Iowa Governor Kim Reynolds
Governor Kim Reynolds, a Republican who took office in 2017, has resisted mandates of masks and closures for several months.
Now, Iowa is only behind Dakota in measuring new coronavirus cases when it adjusts for population, and the state has the fourth-largest number of hospitalized people per capita. The seven-day positivity rate is over 50%, behind South Dakota and Wyoming.
She said hospitals were pushed to the edge of a precipice due to the spread of the virus, and accused many Iowans of being “satisfied” with the need to flatten the curve.
“This does not mean that these changes will be easy or common, but they are necessary if we are to keep our business open, our children in school and our health care systems,” she said.
Nebraska Gov. Pete Rickets
Governor Pete Ricketts, the Republican businessman who has held the office of governor since 2015, has gone further than nearly any other governor in his resistance to state concealment.
“This is a very dangerous situation for our hospitals, and we need to be part of slowing the spread of this virus,” he said on Friday.
The level of restrictions in the state depends on the availability of state hospital beds, but even the restrictions are fairly minor.
Ricketts also asked people to wear masks but rejected statewide requirements, saying, “I support educating people.”
On Friday, he spoke while at home with his wife after a dinner guest tested positive for the Covid-19 virus.
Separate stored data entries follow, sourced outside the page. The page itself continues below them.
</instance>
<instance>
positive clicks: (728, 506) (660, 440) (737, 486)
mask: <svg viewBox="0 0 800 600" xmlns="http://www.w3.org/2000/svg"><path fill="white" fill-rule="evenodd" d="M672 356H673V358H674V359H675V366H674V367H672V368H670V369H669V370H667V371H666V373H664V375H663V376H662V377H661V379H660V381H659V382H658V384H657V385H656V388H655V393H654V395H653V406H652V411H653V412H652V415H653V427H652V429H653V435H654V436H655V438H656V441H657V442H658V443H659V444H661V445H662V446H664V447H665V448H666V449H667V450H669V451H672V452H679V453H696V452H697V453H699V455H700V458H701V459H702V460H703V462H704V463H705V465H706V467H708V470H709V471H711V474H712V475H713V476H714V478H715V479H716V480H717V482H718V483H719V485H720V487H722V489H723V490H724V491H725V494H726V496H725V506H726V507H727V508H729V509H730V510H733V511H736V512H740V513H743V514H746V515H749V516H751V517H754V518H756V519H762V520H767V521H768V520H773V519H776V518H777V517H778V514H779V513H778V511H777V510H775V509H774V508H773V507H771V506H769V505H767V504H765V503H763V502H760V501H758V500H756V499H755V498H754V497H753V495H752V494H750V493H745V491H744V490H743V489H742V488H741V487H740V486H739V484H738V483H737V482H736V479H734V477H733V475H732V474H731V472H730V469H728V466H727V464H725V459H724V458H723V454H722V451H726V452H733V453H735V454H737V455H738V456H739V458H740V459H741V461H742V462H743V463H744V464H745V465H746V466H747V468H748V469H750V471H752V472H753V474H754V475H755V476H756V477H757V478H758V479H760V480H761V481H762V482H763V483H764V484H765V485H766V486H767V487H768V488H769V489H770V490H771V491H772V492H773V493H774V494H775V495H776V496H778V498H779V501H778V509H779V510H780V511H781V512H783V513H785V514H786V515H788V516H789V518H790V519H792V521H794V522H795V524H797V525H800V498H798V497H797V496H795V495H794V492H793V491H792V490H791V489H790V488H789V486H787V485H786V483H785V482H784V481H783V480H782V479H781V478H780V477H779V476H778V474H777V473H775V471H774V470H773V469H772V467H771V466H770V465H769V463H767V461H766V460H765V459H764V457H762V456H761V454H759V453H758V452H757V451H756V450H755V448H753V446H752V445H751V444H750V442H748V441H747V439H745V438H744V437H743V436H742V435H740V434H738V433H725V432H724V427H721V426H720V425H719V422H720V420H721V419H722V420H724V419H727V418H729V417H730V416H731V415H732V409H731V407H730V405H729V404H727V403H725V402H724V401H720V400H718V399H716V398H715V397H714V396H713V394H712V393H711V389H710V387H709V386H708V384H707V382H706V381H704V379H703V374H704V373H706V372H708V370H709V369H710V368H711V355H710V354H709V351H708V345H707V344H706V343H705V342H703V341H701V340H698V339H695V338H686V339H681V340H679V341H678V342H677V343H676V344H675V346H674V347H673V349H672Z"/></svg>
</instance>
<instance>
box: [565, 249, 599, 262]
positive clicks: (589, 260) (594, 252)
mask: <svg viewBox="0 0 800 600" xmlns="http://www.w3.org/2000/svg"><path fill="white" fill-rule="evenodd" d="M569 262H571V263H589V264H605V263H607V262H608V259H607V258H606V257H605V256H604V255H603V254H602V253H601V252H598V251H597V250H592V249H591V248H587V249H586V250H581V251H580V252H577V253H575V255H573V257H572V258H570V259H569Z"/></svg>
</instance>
He had tested negative for the virus.
Idaho Gov. Brad Little
The Idaho outbreak is not as dire as other neighboring states – per capita, it has ranked seventeenth in terms of the number of new infections in the past seven days.
However, Governor Brad Little, the Republican who took office last year, acknowledged that the strategy so far, with no statewide mandate and few restrictions on rallies, had not been effective. In particular, he said that public education about wearing masks was not sufficient.
He said that half of Idaho’s residents are subject to local masking mandates, but people do not comply or take off their masks in private social settings. Hospitals warn that they may soon have to start rationing care.
So on Friday, Little announced that he was signing a Public Health Order returning the state to the second phase of its plan to reopen, which bans gatherings of more than 10 people at home and abroad, except for religious and political gatherings.
Little did not issue a statewide mask mandate, but he did summon 100 National Guard members to support the health care system.
“Our hospitals and other health care providers are telling us that a lot of health care workers across Idaho have contracted Covid disease, and they are contracting it within the community. Healthy doctors and nurses are suffering from overwork and overwork,” he said.
CNN’s Artemis Mushtagian, Raja Razek, Gisela Crespo and Nkiye McNab contributed to this report.